I love you as big as the sky.
Countless Sunday afternoons were spent that way, laying on the trampoline staring up into the sky. As the heat of the sun reflected beneath and around us we laid in the quiet after we tired out from bouncing. There in the quiet we gazed up into the sky as planes flew by and the birds around us sang their songs. Sure there were noises of the highway and neighbors but everything just felt so still. Me and my Dad together on a Sunday afternoon with nothing better to do than staring up into the sky talking about what we saw. The slowness. The stillness. The sweetness.
I don’t find myself having or making the time to simply stare up into the sky all too often anymore. My Sunday afternoons now are filled with homework and meetings and events if not chores or travel. But there’s a rawness in the slowing. Stopping to feel the sweetness and stillness he is no longer with me in. Holding the lack of his presence that slowed me down and told me I was safe and enough. Looking into the eyes that formed my story.

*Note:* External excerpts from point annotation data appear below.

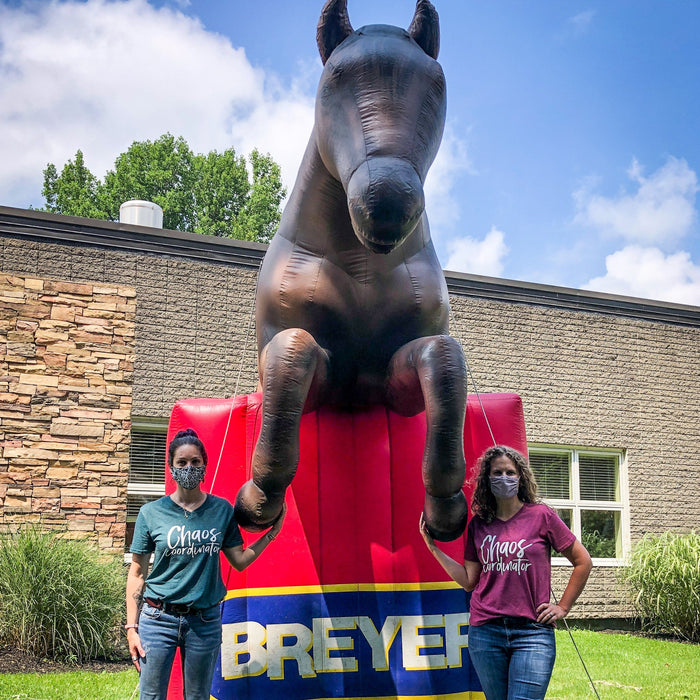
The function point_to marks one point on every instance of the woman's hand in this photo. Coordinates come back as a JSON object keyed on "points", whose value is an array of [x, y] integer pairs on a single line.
{"points": [[277, 525], [427, 537], [549, 613], [135, 649]]}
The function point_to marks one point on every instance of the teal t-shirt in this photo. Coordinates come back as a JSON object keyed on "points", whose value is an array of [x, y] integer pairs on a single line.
{"points": [[186, 568]]}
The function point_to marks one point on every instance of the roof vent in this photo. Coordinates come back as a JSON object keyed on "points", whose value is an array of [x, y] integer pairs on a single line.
{"points": [[141, 213]]}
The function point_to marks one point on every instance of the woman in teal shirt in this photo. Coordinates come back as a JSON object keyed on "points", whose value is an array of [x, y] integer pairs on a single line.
{"points": [[176, 605]]}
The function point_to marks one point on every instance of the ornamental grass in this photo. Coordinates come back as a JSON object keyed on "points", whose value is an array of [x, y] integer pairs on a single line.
{"points": [[60, 598], [664, 576]]}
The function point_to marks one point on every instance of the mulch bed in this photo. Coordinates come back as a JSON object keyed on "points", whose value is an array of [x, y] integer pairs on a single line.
{"points": [[13, 661]]}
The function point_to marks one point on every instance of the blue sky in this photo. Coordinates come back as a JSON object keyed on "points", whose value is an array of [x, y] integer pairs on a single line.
{"points": [[571, 151]]}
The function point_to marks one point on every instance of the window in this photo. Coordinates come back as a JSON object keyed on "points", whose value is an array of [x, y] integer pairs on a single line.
{"points": [[146, 468], [587, 488]]}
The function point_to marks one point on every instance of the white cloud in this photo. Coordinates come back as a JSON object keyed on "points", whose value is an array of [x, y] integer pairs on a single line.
{"points": [[441, 201], [98, 75], [483, 257], [648, 273], [662, 210], [582, 21]]}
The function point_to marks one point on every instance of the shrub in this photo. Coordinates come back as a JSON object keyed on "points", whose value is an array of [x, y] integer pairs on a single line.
{"points": [[59, 598], [664, 575]]}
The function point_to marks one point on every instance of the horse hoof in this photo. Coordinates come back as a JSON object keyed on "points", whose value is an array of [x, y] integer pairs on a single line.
{"points": [[255, 510], [446, 518]]}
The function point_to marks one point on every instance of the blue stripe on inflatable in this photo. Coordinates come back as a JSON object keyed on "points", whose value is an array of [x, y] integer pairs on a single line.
{"points": [[346, 641]]}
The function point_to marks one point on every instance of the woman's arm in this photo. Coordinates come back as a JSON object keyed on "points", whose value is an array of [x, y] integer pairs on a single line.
{"points": [[466, 575], [240, 558], [578, 555], [135, 584]]}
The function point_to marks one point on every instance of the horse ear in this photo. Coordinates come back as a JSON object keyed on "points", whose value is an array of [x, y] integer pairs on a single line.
{"points": [[333, 26], [425, 28]]}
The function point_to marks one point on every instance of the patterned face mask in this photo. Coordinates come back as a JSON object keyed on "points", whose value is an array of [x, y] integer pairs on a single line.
{"points": [[504, 486], [188, 477]]}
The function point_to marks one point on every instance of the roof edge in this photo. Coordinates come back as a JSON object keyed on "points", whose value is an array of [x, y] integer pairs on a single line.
{"points": [[58, 228]]}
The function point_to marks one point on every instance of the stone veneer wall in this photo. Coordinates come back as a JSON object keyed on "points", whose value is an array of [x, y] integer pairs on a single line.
{"points": [[66, 374], [587, 379]]}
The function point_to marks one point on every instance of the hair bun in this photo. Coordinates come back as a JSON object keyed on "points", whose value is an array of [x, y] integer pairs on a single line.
{"points": [[186, 433]]}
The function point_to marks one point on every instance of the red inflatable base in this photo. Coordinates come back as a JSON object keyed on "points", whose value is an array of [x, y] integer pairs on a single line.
{"points": [[347, 602]]}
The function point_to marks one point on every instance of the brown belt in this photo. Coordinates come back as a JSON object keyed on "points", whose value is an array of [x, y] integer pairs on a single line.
{"points": [[172, 608]]}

And I struggled at first balancing whether to peak ahead in the chapters of my pages of grief or whether to look back on the memories. Most days I couldn’t control where my mind would take me but some it just meant sitting it whatever was the least painful. Each turn of each page hurt so much holding the stories of who he was and all he meant, but knowing the new pages of new life he would never see. I still hear country songs and measure their place in time, thinking whether or not my Daddy heard this song. No matter where I go in my story, I end up telling his and to be honest I just miss the slow and the still as he would read me to sleep with his slow talking voice ending the day with, “I love you princess girl.”
This is the last Sunday he would have spent before turning 58. We would have gone to lunch and planned up his “birth week” probably with a movie and a fun meal on the agenda if not skeet shooting or scuba diving. But no matter the celebration he would or wouldn’t receive it wouldn’t hold a candle to what he truly valued, just being present with the people he loved.
I’m learning to embrace the safety of being. Just being present as the time passes and planes fly by as we look into the sky and not talk about who we are or what we have done, but simply what we see.
What I see is a world that is in no way the same without you. But a world where you love is still as big as the sky.